All functions in this entry are functions from $\sR$ to $\sR$ .

Example 1 Let $f(x)= 1$ for $x \leq 0$ and $f(x) = 0$ for $x >0$ , let $h(x) = 0$ when $x\in \sQ$ and $1$ when $x$ is irrational, and let $g(x)=h(f(x))$ . Then $g(x)=0$ for all $x\in \sR$ , so the composition of two discontinuous functions can be continuous.

Example 2 If $g(x) = h(f(x))$ is continuous for all functions $f$ , then $h$ is continuous. Simply put $f(x)=x$ . Same thing for $h$ and $f$ . If $g(x) = h(f(x))$ is continuous for all functions $h$ , then $f$ is continuous. Simply put $h(x)=x$ .

Example 3 Suppose $g(x) = h(f(x))$ is continuous and $f$ is continuous. Then $h$ does not need to be continuous.
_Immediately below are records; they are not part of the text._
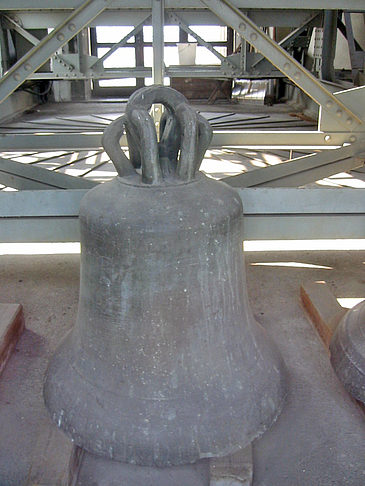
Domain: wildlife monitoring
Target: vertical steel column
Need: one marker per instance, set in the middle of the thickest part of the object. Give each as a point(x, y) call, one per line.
point(3, 51)
point(329, 44)
point(83, 41)
point(158, 68)
point(158, 7)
For a conterexample, put $h(x)=0$ for all $x\neq 0$ , and $h(0)=1$ , and $f(x)=1+|x|$ . Now $h(f(x))=0$ is continuous, but $h$ is not.
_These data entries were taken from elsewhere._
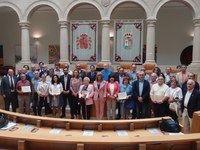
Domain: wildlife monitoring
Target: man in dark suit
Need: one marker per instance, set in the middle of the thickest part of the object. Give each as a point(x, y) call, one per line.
point(8, 84)
point(141, 90)
point(66, 95)
point(92, 74)
point(184, 86)
point(190, 104)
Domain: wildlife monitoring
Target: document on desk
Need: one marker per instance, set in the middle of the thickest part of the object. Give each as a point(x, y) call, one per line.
point(28, 127)
point(154, 130)
point(9, 125)
point(88, 133)
point(122, 133)
point(55, 131)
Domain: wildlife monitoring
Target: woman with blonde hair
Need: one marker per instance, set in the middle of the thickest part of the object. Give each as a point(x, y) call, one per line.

Example 4 Suppose $g(x) = h(f(x))$ is continuous and $h$ is continuous. Then $f$ does not need to be continuous. For a counterexample, put $ f(x) = 0$ for all $x\neq 0$ , and $f(0)=1$ , and $h(x)=0$ for all $x$ . Now $h(f(x))=0$ is continuous, but $f$ is not.